Across the industry the number of women working in technical roles is dismal:

Facebook 19%

Google 17%

Microsoft 16.6%

Twitter 10%

In UK overall 17%

Within machine learning 13%

Amnesty international surveyed twitter last year, looking at the kinds of comments they got on twitter.  Female MPs got far more abuse than their male counterparts. 

There is a lot of female activism online to counter this e.g. the Metoo movement.  Black Lives Matter was started by 2 women.  Another active group is Women in Red – a community of people re-editing Wikipedia to reflect womens’ biographies, currently less than 12% of bios of Wiki are of women.  

Women Reclaiming AI is seeking to take that same sort of activism into data science.  Women are currently under-represented within these big data sets

Ask Alexa when Christmas is so they say ‘oh I’ll just go get santa’ – so it’s being sold as fun and useful.

To help us design the WRAI personality the workshop leaders asked us…

What does she like?

What does she dislike?

What is her ultimate desire?

Who is she like?

And then we signed in and started inputting our thoughts…

At the end of the day we posed for photographs, in a bid to build a diverse face dataset (a rare thing, apparently) of women with wildly diverse identities, from all sorts of backgrounds, united by a shared desire to balance the books.  

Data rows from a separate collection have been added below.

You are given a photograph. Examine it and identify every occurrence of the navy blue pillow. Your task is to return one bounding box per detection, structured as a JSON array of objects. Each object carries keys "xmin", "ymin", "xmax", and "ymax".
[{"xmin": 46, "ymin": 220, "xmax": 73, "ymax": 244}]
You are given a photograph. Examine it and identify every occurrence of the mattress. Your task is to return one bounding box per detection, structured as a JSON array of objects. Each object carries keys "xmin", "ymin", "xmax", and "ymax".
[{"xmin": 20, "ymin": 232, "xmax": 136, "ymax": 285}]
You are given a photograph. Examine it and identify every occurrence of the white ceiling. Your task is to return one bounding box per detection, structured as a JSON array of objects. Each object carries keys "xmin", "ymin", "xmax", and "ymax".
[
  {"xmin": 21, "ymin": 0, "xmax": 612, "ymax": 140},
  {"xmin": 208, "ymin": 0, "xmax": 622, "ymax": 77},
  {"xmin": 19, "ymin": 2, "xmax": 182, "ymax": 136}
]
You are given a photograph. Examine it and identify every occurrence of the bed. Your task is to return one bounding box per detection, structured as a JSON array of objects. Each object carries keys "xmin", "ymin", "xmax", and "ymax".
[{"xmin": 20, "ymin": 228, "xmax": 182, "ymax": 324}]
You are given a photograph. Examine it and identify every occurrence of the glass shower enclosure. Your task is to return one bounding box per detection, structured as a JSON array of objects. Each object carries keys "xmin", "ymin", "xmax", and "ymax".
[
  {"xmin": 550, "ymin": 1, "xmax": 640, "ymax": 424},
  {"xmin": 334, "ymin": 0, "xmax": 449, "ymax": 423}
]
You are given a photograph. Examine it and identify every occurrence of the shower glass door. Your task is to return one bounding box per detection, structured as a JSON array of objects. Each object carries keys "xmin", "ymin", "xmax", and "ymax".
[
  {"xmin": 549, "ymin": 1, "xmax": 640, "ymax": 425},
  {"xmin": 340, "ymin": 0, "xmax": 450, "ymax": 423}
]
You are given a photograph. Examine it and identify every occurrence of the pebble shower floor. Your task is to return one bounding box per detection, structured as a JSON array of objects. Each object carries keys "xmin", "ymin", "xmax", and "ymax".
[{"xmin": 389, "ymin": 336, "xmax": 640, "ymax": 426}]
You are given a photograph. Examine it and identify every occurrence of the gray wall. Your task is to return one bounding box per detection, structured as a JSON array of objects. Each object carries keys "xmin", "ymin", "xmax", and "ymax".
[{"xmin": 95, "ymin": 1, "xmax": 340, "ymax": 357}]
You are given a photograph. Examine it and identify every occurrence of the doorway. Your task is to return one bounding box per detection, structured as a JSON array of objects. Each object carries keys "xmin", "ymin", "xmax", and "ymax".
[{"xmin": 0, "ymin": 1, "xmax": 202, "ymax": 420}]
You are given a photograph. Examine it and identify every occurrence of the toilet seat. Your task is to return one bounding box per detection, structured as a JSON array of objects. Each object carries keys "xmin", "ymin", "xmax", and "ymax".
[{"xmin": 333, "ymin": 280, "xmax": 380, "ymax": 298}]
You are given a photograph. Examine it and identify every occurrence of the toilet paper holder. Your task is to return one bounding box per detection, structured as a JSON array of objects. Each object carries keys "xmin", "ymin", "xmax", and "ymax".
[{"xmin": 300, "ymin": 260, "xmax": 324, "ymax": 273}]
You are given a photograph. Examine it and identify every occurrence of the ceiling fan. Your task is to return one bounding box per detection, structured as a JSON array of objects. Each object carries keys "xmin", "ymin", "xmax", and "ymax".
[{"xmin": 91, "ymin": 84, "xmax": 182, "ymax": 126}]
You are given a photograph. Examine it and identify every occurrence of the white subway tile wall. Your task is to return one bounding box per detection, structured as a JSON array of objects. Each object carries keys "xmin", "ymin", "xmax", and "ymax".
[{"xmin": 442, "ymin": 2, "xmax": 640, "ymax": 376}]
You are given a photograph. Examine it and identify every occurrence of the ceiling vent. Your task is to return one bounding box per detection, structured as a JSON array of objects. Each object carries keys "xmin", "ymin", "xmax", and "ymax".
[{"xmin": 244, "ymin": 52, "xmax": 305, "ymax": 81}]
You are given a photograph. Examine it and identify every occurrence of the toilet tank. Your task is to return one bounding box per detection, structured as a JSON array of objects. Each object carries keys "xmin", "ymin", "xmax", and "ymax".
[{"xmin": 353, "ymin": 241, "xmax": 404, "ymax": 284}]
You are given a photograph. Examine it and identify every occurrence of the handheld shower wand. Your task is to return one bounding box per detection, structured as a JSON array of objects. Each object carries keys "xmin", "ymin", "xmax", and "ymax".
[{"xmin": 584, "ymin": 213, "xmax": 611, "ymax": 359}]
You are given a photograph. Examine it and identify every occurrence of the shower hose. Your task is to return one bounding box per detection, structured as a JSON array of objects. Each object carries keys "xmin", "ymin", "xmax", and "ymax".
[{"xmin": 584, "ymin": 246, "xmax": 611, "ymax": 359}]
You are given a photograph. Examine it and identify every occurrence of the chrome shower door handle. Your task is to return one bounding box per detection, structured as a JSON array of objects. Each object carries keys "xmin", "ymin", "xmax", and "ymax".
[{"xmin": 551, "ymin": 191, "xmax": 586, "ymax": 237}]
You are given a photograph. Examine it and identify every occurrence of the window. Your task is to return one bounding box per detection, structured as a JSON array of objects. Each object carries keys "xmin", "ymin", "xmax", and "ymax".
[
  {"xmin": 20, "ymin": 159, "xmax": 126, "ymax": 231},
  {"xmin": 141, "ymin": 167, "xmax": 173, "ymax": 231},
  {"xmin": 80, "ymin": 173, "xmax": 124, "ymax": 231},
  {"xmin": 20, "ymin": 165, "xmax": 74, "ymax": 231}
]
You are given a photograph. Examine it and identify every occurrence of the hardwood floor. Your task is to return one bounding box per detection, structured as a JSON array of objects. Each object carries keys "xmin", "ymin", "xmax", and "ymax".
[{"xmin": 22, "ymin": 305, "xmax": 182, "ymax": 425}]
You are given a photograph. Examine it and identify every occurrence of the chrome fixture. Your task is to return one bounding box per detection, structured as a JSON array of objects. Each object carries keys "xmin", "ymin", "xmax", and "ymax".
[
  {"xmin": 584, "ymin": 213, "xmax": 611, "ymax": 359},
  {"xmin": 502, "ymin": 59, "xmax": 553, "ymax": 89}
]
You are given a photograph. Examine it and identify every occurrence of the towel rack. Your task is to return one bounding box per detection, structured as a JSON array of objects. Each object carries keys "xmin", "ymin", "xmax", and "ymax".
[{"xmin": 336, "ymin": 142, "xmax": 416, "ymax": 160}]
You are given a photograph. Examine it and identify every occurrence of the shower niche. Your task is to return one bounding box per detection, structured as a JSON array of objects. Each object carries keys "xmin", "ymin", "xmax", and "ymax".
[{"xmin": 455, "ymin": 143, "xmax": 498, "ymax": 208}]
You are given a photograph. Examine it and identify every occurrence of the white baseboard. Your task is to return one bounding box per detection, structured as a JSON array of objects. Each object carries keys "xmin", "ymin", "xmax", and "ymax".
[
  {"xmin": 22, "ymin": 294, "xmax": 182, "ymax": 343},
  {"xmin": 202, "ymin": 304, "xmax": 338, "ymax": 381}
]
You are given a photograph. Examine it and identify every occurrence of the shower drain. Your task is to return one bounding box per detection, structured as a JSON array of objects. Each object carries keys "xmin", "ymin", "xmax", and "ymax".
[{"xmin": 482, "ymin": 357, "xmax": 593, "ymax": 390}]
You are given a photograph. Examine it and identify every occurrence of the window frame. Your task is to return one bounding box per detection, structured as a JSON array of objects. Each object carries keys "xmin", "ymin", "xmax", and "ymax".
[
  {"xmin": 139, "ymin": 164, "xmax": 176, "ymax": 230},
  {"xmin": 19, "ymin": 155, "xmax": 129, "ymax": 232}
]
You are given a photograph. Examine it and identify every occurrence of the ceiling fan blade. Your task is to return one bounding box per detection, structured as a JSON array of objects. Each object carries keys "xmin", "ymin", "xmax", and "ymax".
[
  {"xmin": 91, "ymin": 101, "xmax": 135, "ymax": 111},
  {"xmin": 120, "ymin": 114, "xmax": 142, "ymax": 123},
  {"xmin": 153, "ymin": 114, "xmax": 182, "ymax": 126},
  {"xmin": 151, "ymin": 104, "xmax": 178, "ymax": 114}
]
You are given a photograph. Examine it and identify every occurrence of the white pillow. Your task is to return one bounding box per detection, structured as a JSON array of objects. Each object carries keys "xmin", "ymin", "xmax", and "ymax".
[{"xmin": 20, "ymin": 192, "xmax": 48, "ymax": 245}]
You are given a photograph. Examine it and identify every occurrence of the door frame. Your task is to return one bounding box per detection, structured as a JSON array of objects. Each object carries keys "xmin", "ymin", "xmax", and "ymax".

The results are a work in progress, open to all participants of a series of free workshops around the country designed to generate awareness about these issues and build a collective voice written by and for real women who aren’t subservient, or even necessarily helpful.  The chat opens the conversation with the words “Why are you bothering me?”….you can find out more at the project website, Women Reclaiming AI.


Other workshops I attended during the summer whilst I was staying near Birmingham included ‘Predicting Survival OnBoard Titanic Using Machine Learning‘  with the Birmingham Data Science meetup (BIG REVEAL:  As it turns out, ML is as easy as pressing a preset button, depending on which formula you choose.  The main challenge is transferring the data into clean, statistical number sets that a machine can understand and quickly process).  Moral of that story…just don’t let anything intimidate you.  If you can sit down and take it slow, it’s going to go.